CXCL10-Nrf2-FTH-MSCs exhibit enhanced T lymphocyte recruitment, oxidative stress tolerance, and iron accumulation. Under in vivo FTH-MRI guidance and monitoring, peritumoral transplantation of CXCL10-Nrf2-FTH-MSCs remarkably inhibited orthotopic GL261 and CT2A tumor growth in C57BL6 mice and prolonged animal survival. While ICB alone demonstrated no therapeutic impact, CXCL10-Nrf2-FTH-MSC transplantation combined with ICB demonstrated an enhanced anticancer effect for CT2A GBMs compared with transplanting it alone. Histology revealed that peritumorally injected CXCL10-Nrf2-FTH-MSCs survived longer in the TME, increased CXCL10 production, and ultimately remodeled the TME by increasing CD8 T cells, interferon-γ cytotoxic T lymphocytes (CTLs), GzmB CTLs, and Th1 cells while reducing regulatory T cells (Tregs), exhausted CD8 and exhausted CD4 T cells.

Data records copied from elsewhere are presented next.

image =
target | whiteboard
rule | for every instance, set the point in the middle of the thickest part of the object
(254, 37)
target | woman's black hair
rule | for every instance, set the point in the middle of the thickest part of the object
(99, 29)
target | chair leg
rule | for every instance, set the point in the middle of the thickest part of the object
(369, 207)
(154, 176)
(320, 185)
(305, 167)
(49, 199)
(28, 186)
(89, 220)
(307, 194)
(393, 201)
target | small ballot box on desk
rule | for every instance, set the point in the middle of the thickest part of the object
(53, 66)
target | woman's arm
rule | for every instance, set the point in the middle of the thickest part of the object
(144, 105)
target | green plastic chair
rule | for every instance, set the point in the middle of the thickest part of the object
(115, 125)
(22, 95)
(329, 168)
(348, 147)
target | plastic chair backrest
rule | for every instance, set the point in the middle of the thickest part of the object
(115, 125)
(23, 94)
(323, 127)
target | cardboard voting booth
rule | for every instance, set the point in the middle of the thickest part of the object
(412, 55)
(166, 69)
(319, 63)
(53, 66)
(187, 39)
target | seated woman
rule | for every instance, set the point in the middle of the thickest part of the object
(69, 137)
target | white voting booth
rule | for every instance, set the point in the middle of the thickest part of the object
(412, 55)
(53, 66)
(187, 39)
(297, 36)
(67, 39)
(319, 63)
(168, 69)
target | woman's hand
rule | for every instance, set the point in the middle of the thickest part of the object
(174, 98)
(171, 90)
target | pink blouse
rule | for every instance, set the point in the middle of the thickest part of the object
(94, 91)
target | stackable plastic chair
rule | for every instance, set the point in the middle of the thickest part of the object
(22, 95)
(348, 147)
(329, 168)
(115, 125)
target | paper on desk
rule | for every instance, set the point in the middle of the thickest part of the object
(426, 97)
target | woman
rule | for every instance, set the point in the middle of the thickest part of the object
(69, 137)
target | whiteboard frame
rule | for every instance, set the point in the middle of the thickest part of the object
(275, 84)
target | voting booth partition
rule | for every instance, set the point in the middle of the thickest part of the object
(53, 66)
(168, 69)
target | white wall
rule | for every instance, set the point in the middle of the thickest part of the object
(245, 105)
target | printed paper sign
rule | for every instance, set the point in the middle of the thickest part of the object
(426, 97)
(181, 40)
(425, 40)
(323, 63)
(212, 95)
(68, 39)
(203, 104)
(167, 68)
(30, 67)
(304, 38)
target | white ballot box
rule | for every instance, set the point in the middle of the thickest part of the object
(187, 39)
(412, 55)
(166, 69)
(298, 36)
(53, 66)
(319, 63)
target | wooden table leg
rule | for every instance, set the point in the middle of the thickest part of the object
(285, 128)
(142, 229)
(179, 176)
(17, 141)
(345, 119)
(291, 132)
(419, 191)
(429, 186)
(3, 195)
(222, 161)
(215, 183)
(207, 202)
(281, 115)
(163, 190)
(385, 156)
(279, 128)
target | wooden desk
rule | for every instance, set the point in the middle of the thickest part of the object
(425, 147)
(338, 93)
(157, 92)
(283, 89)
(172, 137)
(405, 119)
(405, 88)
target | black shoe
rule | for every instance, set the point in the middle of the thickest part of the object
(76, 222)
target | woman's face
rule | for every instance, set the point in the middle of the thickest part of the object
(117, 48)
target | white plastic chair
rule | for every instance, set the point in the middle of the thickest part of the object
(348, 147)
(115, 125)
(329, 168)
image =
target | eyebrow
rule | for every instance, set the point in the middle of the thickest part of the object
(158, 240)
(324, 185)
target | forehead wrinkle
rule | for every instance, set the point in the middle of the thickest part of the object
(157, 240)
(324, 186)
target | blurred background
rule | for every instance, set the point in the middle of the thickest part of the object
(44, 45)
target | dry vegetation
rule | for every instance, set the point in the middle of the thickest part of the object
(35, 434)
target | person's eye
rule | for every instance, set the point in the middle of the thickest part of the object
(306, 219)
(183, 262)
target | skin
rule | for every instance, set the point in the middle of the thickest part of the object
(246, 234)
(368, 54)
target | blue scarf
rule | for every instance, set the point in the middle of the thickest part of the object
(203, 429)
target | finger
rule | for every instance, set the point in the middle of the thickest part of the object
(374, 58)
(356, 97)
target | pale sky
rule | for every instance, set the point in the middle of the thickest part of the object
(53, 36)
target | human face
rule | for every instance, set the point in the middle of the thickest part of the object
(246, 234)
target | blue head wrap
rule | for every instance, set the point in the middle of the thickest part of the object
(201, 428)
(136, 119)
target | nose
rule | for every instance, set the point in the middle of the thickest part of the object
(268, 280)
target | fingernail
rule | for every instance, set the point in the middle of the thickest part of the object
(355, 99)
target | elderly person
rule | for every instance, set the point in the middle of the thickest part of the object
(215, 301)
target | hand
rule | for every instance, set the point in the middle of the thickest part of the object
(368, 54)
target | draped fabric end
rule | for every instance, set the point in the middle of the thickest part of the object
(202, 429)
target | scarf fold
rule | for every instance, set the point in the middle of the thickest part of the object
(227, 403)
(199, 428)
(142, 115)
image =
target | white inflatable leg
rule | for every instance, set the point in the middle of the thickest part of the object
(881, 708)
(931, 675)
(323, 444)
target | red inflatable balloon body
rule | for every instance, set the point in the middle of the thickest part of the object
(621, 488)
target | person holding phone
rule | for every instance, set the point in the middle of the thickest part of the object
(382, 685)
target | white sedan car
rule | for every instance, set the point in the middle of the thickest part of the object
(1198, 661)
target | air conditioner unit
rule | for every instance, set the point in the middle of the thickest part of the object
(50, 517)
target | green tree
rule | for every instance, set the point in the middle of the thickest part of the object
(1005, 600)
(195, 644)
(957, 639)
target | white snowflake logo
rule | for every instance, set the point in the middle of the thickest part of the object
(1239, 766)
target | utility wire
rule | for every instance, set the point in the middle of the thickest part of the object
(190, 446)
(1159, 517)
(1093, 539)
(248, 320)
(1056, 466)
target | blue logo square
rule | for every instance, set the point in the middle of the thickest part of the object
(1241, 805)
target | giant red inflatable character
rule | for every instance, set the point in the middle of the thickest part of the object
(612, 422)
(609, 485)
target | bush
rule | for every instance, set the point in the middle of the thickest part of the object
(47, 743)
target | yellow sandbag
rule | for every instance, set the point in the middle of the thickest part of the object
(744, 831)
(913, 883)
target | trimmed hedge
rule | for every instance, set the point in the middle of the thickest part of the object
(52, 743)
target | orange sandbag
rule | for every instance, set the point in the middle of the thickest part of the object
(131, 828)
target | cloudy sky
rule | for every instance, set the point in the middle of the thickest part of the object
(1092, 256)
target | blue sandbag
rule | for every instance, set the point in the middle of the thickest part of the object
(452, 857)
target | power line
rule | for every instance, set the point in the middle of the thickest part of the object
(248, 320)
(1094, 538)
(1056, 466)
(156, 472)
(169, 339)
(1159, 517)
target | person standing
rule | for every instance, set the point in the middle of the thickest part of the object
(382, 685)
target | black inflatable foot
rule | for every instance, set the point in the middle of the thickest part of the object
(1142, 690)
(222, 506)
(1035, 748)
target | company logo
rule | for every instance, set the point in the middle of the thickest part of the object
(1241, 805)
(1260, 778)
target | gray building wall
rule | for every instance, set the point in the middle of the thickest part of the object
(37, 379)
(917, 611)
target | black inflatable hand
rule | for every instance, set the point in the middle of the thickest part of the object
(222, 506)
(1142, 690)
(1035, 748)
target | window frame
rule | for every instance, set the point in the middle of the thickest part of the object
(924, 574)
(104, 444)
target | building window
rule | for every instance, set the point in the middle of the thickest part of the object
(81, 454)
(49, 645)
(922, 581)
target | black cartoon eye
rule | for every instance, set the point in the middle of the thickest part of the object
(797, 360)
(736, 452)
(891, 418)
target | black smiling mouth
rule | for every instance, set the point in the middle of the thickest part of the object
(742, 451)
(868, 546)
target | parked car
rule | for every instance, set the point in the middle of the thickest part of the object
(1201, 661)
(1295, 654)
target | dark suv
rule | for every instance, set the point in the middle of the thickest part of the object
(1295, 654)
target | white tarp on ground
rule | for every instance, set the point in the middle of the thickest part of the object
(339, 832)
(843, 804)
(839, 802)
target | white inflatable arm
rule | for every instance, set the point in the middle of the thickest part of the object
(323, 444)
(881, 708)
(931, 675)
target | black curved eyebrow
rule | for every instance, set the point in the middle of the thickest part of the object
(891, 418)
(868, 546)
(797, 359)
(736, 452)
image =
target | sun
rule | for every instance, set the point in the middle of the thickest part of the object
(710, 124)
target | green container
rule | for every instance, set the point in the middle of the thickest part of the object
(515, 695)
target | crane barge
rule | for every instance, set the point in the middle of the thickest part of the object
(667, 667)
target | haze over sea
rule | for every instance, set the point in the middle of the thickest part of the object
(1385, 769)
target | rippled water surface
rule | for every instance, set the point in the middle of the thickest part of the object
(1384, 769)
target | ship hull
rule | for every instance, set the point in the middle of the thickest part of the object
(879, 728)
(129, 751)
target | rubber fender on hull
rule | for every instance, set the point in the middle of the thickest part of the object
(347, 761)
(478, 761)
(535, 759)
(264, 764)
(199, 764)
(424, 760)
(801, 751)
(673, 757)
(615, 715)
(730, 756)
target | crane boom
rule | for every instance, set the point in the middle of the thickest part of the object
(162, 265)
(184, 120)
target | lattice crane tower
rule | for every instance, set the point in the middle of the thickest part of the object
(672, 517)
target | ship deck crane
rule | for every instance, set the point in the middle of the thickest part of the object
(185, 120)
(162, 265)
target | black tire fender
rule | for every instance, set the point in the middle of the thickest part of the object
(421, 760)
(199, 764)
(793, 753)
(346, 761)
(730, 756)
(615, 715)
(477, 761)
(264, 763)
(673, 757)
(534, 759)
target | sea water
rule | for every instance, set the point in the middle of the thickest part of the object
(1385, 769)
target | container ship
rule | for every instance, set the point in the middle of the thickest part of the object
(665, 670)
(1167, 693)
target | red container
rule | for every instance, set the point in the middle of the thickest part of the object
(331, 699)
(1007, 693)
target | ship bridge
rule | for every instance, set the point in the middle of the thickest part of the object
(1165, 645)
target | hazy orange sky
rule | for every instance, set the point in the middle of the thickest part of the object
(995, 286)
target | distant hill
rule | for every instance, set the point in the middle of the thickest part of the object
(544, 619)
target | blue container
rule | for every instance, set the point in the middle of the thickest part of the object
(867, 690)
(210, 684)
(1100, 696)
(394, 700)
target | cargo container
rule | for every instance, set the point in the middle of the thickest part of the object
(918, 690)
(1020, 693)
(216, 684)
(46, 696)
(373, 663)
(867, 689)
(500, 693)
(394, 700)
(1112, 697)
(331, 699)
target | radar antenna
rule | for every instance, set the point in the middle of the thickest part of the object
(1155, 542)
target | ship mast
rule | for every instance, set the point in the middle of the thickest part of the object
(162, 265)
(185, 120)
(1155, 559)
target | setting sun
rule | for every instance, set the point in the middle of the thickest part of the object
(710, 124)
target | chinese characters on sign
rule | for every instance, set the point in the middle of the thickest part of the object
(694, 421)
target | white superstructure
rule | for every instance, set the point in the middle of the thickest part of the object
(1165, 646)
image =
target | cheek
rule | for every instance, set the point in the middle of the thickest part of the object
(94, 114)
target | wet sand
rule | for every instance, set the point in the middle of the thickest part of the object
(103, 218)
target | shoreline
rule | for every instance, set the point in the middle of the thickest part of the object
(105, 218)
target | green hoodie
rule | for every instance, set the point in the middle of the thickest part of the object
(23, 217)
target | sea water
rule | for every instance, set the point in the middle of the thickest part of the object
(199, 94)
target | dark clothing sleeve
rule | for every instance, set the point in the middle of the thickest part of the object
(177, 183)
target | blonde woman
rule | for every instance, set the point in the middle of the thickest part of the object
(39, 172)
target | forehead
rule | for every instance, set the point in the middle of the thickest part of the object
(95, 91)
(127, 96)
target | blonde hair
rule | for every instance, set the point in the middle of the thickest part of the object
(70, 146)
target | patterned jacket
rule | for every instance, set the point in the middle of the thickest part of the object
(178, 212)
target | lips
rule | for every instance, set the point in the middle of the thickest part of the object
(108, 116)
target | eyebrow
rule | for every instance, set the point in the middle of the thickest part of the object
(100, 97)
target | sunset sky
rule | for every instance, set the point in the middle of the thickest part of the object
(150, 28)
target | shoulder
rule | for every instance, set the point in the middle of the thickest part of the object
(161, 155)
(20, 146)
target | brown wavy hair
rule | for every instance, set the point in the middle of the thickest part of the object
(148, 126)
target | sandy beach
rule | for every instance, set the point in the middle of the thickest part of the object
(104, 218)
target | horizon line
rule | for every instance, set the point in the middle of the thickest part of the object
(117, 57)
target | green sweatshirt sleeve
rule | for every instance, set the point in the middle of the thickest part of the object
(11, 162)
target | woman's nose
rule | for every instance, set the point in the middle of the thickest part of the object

MRI-guided peritumoral administration of CXCL10 and Nrf2-overexpressed MSCs can significantly limit GBM growth by revitalizing T lymphocytes within TME. The combination application of CXCL10-Nrf2-FTH-MSC transplantation and ICB therapy presents a potentially effective approach to treating GBM.
浸润肿瘤的 T 淋巴细胞缺失以及同时存在的 T 细胞功能障碍已被确定为胶质母细胞瘤(GBM)免疫治疗抵抗的主要原因。在肿瘤微环境(TME)中上调 CXCL10 是一种很有前途的免疫治疗方法,它可能会增加肿瘤浸润 T 细胞并增强 T 细胞活性,但缺乏有效的递送方法。
在这项研究中,间充质干细胞(MSCs)被转导了一种重组慢病毒,该病毒编码了(一种抗细胞凋亡基因)和铁蛋白重链()报告基因,以增加它们的 CXCL10 分泌、TME 存活和 MRI 可见性。使用 FTH-MRI 引导,将这些细胞注射到小鼠原位 GL261 和 CT2A GBM 的肿瘤周边。还对 CT2A GBM 进行了包含 CXCL10-Nrf2-FTH-MSC 移植和免疫检查点阻断(ICB)的组合治疗。此后,进行了体内和连续 MRI、生存分析和组织学检查,以评估治疗的疗效和机制。
CXCL10-Nrf2-FTH-MSCs 表现出增强的 T 淋巴细胞募集、氧化应激耐受和铁积累。在体内 FTH-MRI 引导和监测下,CXCL10-Nrf2-FTH-MSCs 经皮移植可显著抑制 C57BL6 小鼠原位 GL261 和 CT2A 肿瘤生长并延长动物生存。虽然 ICB 单独治疗没有治疗效果,但与单独移植相比,CXCL10-Nrf2-FTH-MSC 移植联合 ICB 对 CT2A GBM 具有增强的抗癌作用。组织学显示,经皮注射的 CXCL10-Nrf2-FTH-MSCs 在 TME 中存活时间更长,产生更多的 CXCL10,并通过增加 CD8 T 细胞、干扰素-γ细胞毒性 T 淋巴细胞(CTLs)、GzmB CTLs 和 Th1 细胞,同时减少调节性 T 细胞(Tregs)、耗竭的 CD8 和耗竭的 CD4 T 细胞,最终重塑了 TME。
MRI 引导的肿瘤周围 CXCL10 和 Nrf2 过表达 MSC 的给药可以通过激活 TME 内的 T 淋巴细胞显著限制 GBM 的生长。CXCL10-Nrf2-FTH-MSC 移植与 ICB 治疗的联合应用为治疗 GBM 提供了一种潜在有效的方法。